I got: RuntimeError: input and output sizes should be greater than 0, but got input (H: 1024, W: 1) output (H: 800, W: 0)

here is the Dataset getitem function I used:

def __getitem__(self,idx):
        img_path = self.imgs[idx]
        ann_path = self.anns[idx]
        img_id = self.images_id[idx]

        img = Image.open(img_path).convert('RGB')
        img = np.asarray(img)
        img = img/255.0
        img = np.moveaxis(img,2,0)
        img = torch.from_numpy(img).float()

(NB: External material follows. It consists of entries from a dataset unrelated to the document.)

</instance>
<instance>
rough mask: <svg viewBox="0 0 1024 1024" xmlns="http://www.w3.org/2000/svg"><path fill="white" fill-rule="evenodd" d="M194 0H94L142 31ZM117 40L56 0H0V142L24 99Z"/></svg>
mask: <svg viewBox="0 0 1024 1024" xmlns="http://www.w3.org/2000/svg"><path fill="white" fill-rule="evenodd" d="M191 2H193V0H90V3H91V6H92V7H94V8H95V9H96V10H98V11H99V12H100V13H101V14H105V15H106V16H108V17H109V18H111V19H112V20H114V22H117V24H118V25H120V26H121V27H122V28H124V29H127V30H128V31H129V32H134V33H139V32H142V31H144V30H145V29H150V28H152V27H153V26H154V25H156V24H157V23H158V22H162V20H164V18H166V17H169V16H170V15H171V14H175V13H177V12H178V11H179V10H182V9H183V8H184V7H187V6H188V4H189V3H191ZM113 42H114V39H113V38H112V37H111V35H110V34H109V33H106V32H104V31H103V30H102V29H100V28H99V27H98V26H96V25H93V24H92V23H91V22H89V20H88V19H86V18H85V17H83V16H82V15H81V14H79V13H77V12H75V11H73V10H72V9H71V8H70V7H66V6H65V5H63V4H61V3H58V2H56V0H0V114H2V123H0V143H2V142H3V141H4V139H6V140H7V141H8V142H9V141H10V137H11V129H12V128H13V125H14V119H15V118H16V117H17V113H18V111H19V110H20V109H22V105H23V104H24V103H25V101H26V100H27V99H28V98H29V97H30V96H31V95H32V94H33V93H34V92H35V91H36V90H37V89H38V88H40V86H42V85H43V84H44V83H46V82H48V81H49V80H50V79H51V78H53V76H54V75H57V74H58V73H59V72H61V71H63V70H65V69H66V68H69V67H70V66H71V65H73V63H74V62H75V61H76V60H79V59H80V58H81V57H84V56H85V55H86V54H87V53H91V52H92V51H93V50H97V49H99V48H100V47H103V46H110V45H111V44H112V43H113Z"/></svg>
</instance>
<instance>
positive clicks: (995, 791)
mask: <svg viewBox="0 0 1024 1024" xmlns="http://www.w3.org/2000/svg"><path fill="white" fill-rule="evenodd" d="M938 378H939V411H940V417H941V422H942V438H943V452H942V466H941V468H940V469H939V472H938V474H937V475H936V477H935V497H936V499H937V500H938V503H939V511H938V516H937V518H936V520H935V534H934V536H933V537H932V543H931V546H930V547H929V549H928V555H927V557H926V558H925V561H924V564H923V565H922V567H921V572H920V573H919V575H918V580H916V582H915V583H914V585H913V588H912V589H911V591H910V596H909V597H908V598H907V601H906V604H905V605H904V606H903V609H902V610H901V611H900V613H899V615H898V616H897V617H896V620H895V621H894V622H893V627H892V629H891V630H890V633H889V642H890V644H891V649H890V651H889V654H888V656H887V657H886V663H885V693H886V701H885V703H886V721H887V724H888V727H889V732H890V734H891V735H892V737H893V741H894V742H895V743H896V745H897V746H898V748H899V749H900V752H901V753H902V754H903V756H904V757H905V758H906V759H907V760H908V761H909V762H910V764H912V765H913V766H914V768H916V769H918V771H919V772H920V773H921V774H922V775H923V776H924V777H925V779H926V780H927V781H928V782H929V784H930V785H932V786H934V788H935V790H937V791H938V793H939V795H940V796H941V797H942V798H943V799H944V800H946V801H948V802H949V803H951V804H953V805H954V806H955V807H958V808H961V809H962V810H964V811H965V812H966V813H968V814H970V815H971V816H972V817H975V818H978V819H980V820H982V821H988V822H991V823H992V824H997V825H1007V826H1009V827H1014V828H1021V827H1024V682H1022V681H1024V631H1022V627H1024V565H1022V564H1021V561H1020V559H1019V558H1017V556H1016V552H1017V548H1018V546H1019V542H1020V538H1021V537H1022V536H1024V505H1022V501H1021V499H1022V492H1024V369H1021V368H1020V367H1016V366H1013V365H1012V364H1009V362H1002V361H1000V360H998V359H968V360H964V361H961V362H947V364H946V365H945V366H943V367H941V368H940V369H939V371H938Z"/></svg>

        boxes ,w,h= self.__extract_boxes__(ann_path)
        masks = np.zeros([h,w,len(boxes)],dtype='uint8')
        labels=list()
        for i in range (len(boxes)):
            box = boxes[i]
            
            row_s,row_e = box[1],box[3]
            col_s,col_e = box[0],box[2]

            masks[row_s:row_e,col_s:col_e,i]=1
            labels.append(1)
        

        boxes    = torch.as_tensor(boxes,dtype=torch.float32)
        masks    = torch.as_tensor(masks,dtype=torch.uint8)
        labels   = torch.ones((len(labels),),dtype=torch.int64)
        image_id = torch.tensor([idx])
        area     = (boxes[:, 3] - boxes[:, 1]) * (boxes[:, 2] - boxes[:, 0])
        
        target = {}
        target['boxes']=boxes
        target['labels'] = labels
        target['masks']=masks
        target['image_id']=image_id
        target['area']=area
        
        return img,target

Could you print the shapes of all tensors you are using to compute the prediction as well as to calculate the loss?
While the output width seems to be 0, the input width also looks suspicious as it’s only a single row.

@ptrblck
Thank you for your reply. I think I solved this problem, and the error is in the mask tensor
mask shape has to be in [N,H,W], but from the above code it arranged in [H,W,N].